Escrow refers to money or documents held in trust by an impartial third party. Many real estate deals utilize two types of escrow accounts, also known as reserve or impound accounts. The first is a temporary account that holds a good faith deposit in reserve until the closing day. The second type is a permanent account set up to hold funds for expenses like property tax and homeowners insurance payments.
How It Works
When a permanent escrow account is required, it's generally because your mortgage payment also includes funds earmarked for property taxes and homeowner's insurance. Each month, part of your mortgage payment goes into the escrow account. When tax and insurance premiums come due, the account administrator pays the bills from the accrued balance. You’ll receive an escrow balance refund or account credit if there’s money left over, or a bill for the balance if there’s a shortage.
Minimum Balance Requirements
The federal Truth in Lending Act specifies when and for how long a lender must establish a permanent escrow account, and Section 10 of the Real Estate Settlement Procedures Act
Balance discrepancies often occur because property tax and insurance payments are based on estimates for the coming year. To prevent shortages that may result from inaccurate estimates, RESPA laws allow – but do not require – escrow account administrators to establish a minimum balance rule. Unless state laws differ, a cushion of one-sixth of the total annual bills for all escrow payments is the maximum allowed. According to the U.S. Department of Housing and Urban Development, this usually equates to about two months of escrow payments.
Escrow Payment Calculations
If your estimated annual property tax and homeowner’s insurance bills are $5,000 and $900, respectively, the monthly escrow payment for these is $5900/12 or $491.67. To prevent against a possible shortage, the account may have a two-month minimum balance requirement of $983.34. In the first year of the mortgage, your monthly escrow payment would increase by $81.95 to a total of $573.62 to establish the cushion.
Once each year, the account administrator will conduct an escrow account analysis and send you a disclosure statement that sets the monthly payment for the coming year. Whether your escrow payment increases or decreases depends on the lowest projected balance in the account at year’s end and on estimates for the coming year.

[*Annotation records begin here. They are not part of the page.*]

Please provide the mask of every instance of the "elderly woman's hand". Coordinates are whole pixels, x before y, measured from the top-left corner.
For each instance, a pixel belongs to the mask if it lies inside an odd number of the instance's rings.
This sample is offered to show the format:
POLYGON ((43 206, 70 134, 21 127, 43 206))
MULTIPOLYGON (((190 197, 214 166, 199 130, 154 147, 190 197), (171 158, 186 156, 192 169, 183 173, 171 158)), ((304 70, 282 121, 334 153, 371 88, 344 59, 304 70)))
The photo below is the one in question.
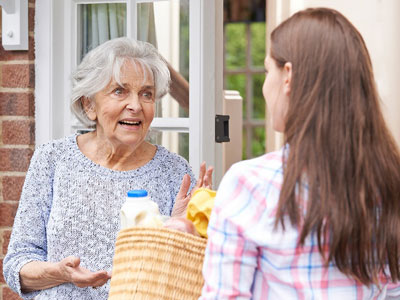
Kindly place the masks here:
POLYGON ((79 257, 68 256, 59 262, 60 272, 67 282, 75 284, 77 287, 99 287, 105 284, 111 274, 107 271, 91 272, 81 267, 79 257))
POLYGON ((178 195, 176 196, 175 199, 175 205, 172 208, 172 214, 171 217, 186 217, 186 209, 187 205, 189 203, 190 198, 192 197, 192 194, 201 187, 205 188, 212 188, 212 172, 214 171, 214 168, 212 166, 208 167, 206 171, 206 163, 203 162, 200 165, 200 172, 199 172, 199 179, 197 180, 196 185, 194 188, 188 193, 189 188, 190 188, 190 176, 186 174, 183 176, 181 188, 179 189, 178 195))

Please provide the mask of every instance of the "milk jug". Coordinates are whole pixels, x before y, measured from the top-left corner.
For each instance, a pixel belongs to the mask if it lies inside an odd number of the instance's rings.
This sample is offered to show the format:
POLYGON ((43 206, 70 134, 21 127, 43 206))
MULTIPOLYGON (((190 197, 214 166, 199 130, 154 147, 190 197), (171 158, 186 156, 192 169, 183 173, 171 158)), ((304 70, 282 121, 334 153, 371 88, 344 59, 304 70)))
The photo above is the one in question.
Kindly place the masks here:
POLYGON ((121 208, 121 229, 132 226, 160 227, 162 218, 157 203, 146 190, 130 190, 121 208))

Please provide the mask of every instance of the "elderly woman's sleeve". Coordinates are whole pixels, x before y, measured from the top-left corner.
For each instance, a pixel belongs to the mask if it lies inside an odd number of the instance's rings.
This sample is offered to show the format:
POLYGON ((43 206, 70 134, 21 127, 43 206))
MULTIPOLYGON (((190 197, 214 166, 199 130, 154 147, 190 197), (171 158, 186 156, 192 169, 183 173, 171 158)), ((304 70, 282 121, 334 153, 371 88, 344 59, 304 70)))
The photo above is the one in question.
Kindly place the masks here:
POLYGON ((191 191, 194 188, 197 182, 196 177, 194 176, 194 173, 192 171, 192 167, 189 165, 186 159, 177 154, 173 154, 173 157, 174 157, 174 162, 173 162, 174 167, 171 170, 169 170, 171 174, 171 176, 169 177, 170 178, 169 185, 172 188, 171 189, 172 206, 170 214, 172 213, 172 207, 175 204, 176 195, 178 195, 179 189, 181 188, 183 176, 185 174, 188 174, 190 176, 189 191, 191 191))
POLYGON ((38 148, 25 178, 7 255, 3 261, 7 284, 24 299, 32 299, 39 292, 21 292, 21 268, 31 261, 47 260, 46 224, 52 200, 53 168, 51 146, 38 148))

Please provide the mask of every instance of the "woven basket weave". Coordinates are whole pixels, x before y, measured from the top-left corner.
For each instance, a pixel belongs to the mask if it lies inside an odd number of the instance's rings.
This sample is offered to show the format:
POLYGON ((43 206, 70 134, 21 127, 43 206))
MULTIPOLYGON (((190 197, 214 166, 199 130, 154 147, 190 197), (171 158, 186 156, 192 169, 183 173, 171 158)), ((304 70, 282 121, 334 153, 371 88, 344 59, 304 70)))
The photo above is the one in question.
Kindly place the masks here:
POLYGON ((191 300, 201 294, 206 239, 133 227, 117 237, 109 300, 191 300))

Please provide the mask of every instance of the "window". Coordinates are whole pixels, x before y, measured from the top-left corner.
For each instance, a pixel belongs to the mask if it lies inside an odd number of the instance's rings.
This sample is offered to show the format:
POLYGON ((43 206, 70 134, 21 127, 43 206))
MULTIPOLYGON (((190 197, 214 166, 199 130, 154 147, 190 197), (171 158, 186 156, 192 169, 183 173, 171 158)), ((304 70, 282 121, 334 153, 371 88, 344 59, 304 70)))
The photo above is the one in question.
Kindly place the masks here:
POLYGON ((218 184, 221 146, 214 141, 214 118, 222 111, 222 4, 222 0, 38 1, 36 143, 85 129, 70 113, 69 76, 97 43, 126 35, 155 44, 178 83, 157 105, 149 138, 189 158, 195 174, 203 160, 214 165, 218 184))
POLYGON ((224 89, 243 97, 243 159, 265 153, 265 5, 265 0, 224 1, 224 89))
POLYGON ((225 24, 225 89, 243 97, 243 159, 265 153, 265 23, 225 24))

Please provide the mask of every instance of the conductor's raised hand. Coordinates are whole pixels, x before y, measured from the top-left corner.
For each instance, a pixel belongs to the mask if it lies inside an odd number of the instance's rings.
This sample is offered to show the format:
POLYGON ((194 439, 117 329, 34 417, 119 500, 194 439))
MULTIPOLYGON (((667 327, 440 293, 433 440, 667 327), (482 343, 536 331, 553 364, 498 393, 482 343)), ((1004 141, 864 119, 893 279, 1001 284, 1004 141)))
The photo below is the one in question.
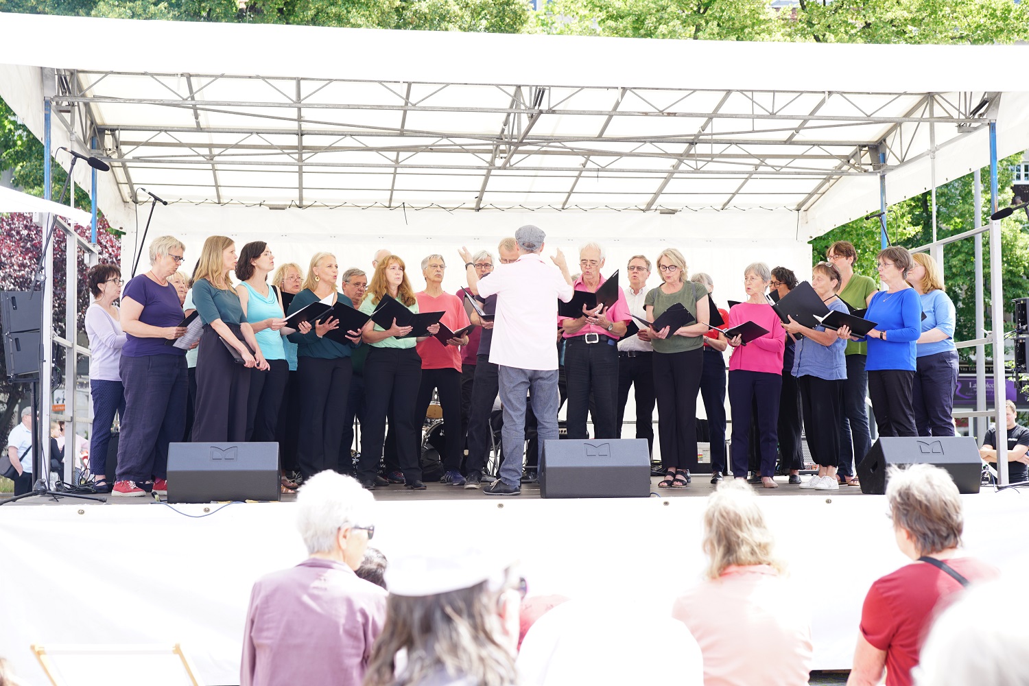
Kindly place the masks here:
POLYGON ((340 328, 340 320, 334 317, 329 317, 324 322, 315 322, 315 335, 321 338, 329 331, 334 331, 338 328, 340 328))

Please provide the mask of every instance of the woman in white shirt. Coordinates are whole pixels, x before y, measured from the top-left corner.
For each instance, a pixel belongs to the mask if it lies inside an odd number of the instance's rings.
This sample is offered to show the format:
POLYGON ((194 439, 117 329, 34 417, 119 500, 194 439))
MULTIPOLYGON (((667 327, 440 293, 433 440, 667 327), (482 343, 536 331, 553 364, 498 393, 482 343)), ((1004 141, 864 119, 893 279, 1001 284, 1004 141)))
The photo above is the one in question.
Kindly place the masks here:
POLYGON ((97 493, 110 493, 105 471, 107 445, 114 412, 125 417, 125 387, 118 372, 121 347, 120 315, 114 304, 121 295, 121 269, 117 264, 98 264, 86 276, 93 302, 85 311, 85 334, 90 337, 90 390, 93 393, 93 432, 90 437, 90 472, 97 493))

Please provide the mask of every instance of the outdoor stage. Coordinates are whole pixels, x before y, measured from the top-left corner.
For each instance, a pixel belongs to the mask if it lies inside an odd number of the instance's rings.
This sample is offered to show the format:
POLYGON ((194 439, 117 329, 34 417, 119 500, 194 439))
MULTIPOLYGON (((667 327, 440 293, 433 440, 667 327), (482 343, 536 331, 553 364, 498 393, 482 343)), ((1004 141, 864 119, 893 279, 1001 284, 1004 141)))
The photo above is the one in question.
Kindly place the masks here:
MULTIPOLYGON (((868 584, 908 562, 894 544, 885 498, 856 488, 757 491, 789 562, 796 603, 822 599, 812 608, 814 669, 850 667, 868 584)), ((541 500, 534 486, 520 498, 392 486, 376 492, 374 544, 389 557, 476 539, 517 551, 530 594, 622 597, 664 608, 700 578, 700 521, 710 492, 703 476, 683 491, 622 500, 541 500)), ((1029 568, 1029 500, 1014 490, 962 500, 967 551, 1008 574, 1029 568)), ((238 684, 251 583, 306 556, 293 508, 173 507, 141 498, 0 507, 2 652, 41 684, 33 643, 182 643, 204 683, 238 684)), ((106 658, 107 675, 98 680, 115 683, 116 663, 106 658)))

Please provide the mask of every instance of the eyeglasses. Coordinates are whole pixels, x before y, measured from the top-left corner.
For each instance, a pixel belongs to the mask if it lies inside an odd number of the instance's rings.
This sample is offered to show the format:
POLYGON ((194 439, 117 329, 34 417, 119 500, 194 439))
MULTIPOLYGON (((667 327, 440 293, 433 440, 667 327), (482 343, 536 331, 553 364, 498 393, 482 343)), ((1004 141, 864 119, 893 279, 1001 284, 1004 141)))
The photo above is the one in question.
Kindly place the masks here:
POLYGON ((375 525, 371 525, 369 527, 358 527, 357 525, 354 525, 353 527, 351 527, 351 529, 358 530, 358 531, 366 531, 366 532, 368 532, 368 540, 369 541, 376 537, 376 526, 375 525))

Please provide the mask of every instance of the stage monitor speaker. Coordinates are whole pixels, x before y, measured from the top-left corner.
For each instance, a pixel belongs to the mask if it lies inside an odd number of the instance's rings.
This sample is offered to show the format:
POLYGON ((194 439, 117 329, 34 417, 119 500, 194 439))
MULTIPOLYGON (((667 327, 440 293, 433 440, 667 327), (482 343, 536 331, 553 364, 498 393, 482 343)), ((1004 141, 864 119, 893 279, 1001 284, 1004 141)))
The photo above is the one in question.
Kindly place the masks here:
POLYGON ((543 498, 649 498, 646 439, 545 441, 539 491, 543 498))
POLYGON ((857 466, 861 493, 883 495, 891 465, 930 464, 946 469, 959 493, 979 493, 983 461, 970 436, 883 436, 857 466))
POLYGON ((43 294, 32 291, 0 291, 0 327, 4 333, 38 331, 43 325, 43 294))
POLYGON ((170 443, 168 502, 279 500, 279 444, 170 443))
POLYGON ((3 331, 3 355, 8 376, 23 376, 39 373, 43 338, 39 329, 35 331, 3 331))

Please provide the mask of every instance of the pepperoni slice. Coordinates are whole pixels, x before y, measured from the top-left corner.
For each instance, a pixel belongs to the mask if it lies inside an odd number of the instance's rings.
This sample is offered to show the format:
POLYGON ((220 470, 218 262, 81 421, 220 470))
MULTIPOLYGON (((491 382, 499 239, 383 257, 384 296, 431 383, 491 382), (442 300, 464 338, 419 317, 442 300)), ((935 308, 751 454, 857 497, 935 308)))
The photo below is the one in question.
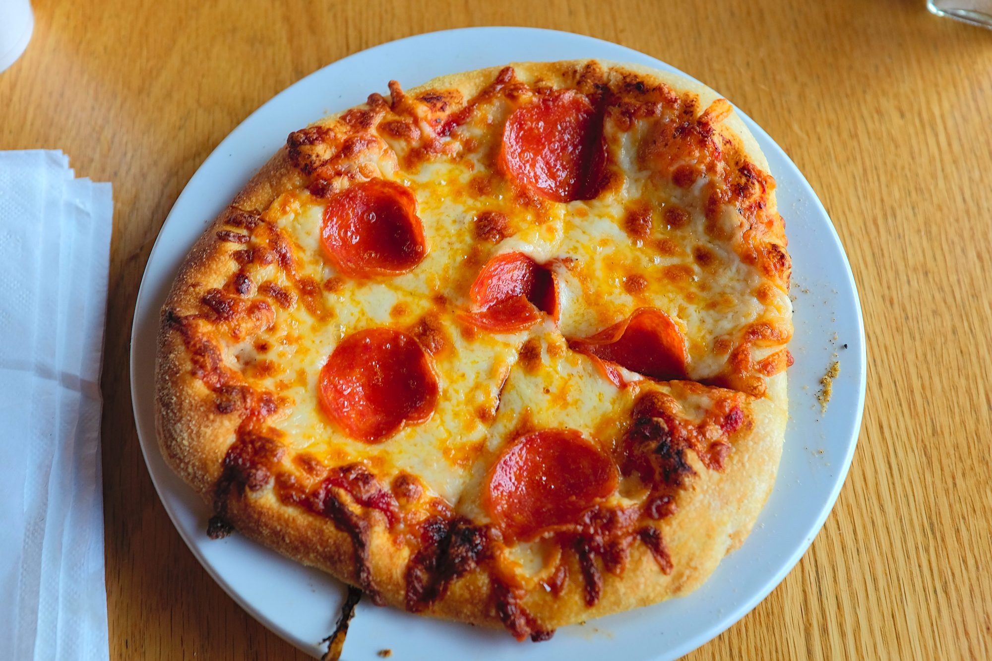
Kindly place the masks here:
POLYGON ((407 273, 427 255, 414 194, 382 179, 330 198, 320 242, 337 270, 353 278, 407 273))
POLYGON ((320 370, 319 388, 324 412, 367 443, 425 422, 437 404, 437 376, 427 351, 393 329, 345 337, 320 370))
POLYGON ((499 165, 548 199, 592 199, 606 165, 602 134, 602 117, 588 98, 570 89, 554 92, 510 115, 499 165))
POLYGON ((475 312, 465 317, 472 326, 494 332, 515 332, 541 321, 541 313, 558 316, 558 281, 545 266, 522 252, 490 259, 468 298, 475 312))
POLYGON ((617 386, 615 365, 661 381, 685 378, 685 338, 672 318, 657 308, 639 308, 627 319, 568 346, 600 359, 599 367, 617 386))
POLYGON ((566 529, 617 488, 617 467, 573 429, 532 432, 503 452, 483 504, 510 541, 566 529))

For example, if the actual property tax bill is $5,250 instead of the estimated $5,000, the excess will come out of the $983.34 cushion, leaving you with a balance of $733.34. If property taxes and homeowner’s insurance estimates for the coming year are $5,250 and $900 respectively, your monthly escrow payment for these will increase to $512.50. The minimum balance requirement increases to $1025, but since there is already a cushion of $733.34, you’ll only need to add another $291.66 – or $24.31 per month – over the coming year. Therefore, your monthly escrow payment actually decreases from $573.62 to $536.81 for the next 12 months.